Many of us will go above and beyond to spoil our nieces and nephews but few individuals are likely to create an entire Etsy shop to appease their young relatives. That’s exactly what lead Ade Ogbomo to found Gabe Jade Accessories after she struggled to find an African print bow tie for her nephew. Skip ahead a few years and she now has a bustling business selling both bow and neck ties, head wraps, scarves and pocket squares. And yes, she offers lots of matching pieces so you and your guy can step out in coordinating style.
One-of-a-kind knits are the name of the game for L.A. based artist Chasten Harmon. Because of rotating supplies, each of her creations are entirely unique, although you can request a custom design inspired by previously purchased pieces. Her knits are both cozy and joyous, which is exactly what we need in the depths of winter.
Besides having a fantastic name (we love a good alliteration) Brown Butter Beauty offers natural products for hair, body and skincare, all mixed in Brooklyn, NY. There are clay face masks, oils for hair, nails and skin and a lemongrass brown sugar body polish that looks particularly lovely. Best of all, founder Christine Gant says her products are great for all skin and hair types.

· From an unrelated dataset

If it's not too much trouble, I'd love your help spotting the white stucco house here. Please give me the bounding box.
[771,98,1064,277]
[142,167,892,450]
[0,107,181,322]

Another natural beauty line, Gianni Alexander’s The Fro Experts focuses entirely on haircare for type three and four hair textures. She handmakes each product, including deep conditioners, hair growth oils, plus aloe vera shampoo and conditioner for kids, from her studio in Decatur, GA. Alexander also posts how-to videos and tips for encouraging hair growth on her brand’s Instagram page, if you want an extra dose of hair inspiration.
Everyone could use a luxurious at-home spa day every now and again, and Aromaology has everything you need to make that happen—soy candles, body butters, body oils and even sage sprays and smudging sticks to rid your home of negative energy. All of Aromaology’s products are made with ingredients that are are ethical, sustainable and cruelty-free ingredients. Plus, customers who leave a review earn a 20 percent discount on their next purchase.